3) Posts that play with the possibilities of yogging in particularly creative ways. When writing about or graphically representing yoga was confined to books and magazines, there were a lot of barriers to what could be presented. With yogging, however, there’s very few. Basically, if you have time and online access, you can yog. This, combined with the medium’s new multi-media capabilities -the ability to post any combination of text, photos, graphics, videos, and music clips that you want – presents incredible new possibilities for creative expression.
It’s no exaggeration to say that I’ve found some of the best yoga writing and multi-media expression I’ve ever seen during my time online over the past year.
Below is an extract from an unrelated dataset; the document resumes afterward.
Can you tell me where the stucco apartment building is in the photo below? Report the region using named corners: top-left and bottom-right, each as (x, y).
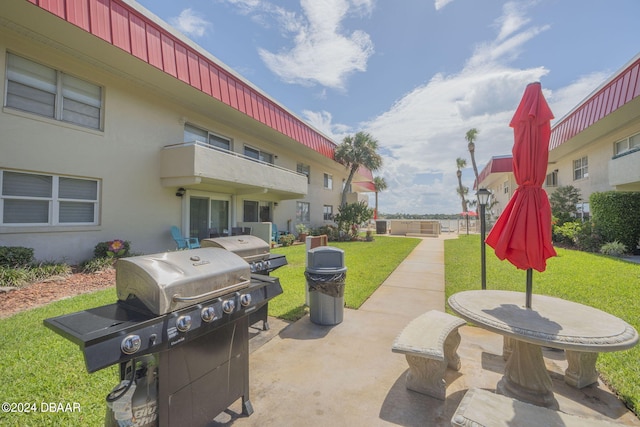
top-left (0, 0), bottom-right (372, 263)
top-left (477, 54), bottom-right (640, 216)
For me, just a few of the standouts have been: Yoga Dawg Howls (for wickedly smart satire and stellar photoshopping abilities), the Yoga 2.0 team (for brilliant writing that makes postmodern ideas meaningful rather than trendy or clichéd), and humbleberry (for compiling breathtaking images that convey the experience of yoga in new forms). I could go on and on . . . but the point is not to make a “best of” list. Rather, the point is that we have a new open space for creative expression, and that yoggers are working it – beautifully.
For me, there’s absolutely no question that engaging with all this stuff (and these are just a few examples, there’s certainly others) in the yoga blogosphere has helped me grow as a person. This is particularly true because not all of it has been fun, or easy. It can be challenging to process the emotions that come up when someone gives you a negative comment, or pushes a view that you hate, or has reactions that you find disturbing. It’s sure good practice, however, to try.
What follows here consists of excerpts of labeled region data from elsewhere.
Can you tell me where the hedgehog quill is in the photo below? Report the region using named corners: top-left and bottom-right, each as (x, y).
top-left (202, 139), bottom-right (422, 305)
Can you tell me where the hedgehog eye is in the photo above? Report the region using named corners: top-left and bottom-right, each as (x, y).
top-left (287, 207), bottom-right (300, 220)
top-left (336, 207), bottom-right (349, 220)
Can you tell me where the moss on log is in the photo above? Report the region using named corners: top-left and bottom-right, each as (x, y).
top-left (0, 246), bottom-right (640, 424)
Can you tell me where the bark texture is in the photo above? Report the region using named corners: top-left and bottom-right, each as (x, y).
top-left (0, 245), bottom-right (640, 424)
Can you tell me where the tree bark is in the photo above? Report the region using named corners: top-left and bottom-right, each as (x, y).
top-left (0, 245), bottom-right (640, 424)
For all these reasons – and more – I definitely consider yogging to be part of my “off the mat” practice.
By the same token, I believe that yogging is helping develop the yoga community in important new ways. By tradition, yoga is a highly decentralized enterprise, with different students following different teachers – or simply their own path. There’s no centralized authority in yoga. And that’s great.
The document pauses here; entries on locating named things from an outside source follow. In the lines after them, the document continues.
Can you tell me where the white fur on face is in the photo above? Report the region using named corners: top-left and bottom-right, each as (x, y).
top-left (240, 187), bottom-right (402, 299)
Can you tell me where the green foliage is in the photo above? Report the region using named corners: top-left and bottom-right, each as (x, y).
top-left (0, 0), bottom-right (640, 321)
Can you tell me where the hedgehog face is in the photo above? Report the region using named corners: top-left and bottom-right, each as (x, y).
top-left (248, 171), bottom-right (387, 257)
It can make it difficult, however, to really connect as a community. I spent years, for example, going to a studio that had very strong Ashtangha and Forrest Yoga communities. And we never interacted with each other in any meaningful way – ever.
Yogging, however, naturally crosses such lines of method and lineage. True, smaller online sub-communities naturally form, as like-minded people find one another. Which is nice, and as it should be.
It’s also true, however, that yogging has inherently open boundaries. It naturally provides an unprecedented opportunity to connect with other practitioners across time and space.
So: What do we want to do with it? More precisely, what moves you the most?
If you can make it, please join me at the Yogging Heads Panel in Toronto this August so that we can discuss it in non-virtual reality. In the meantime, however, whether you can make it or not, I’d love to hear your ideas. Thanks!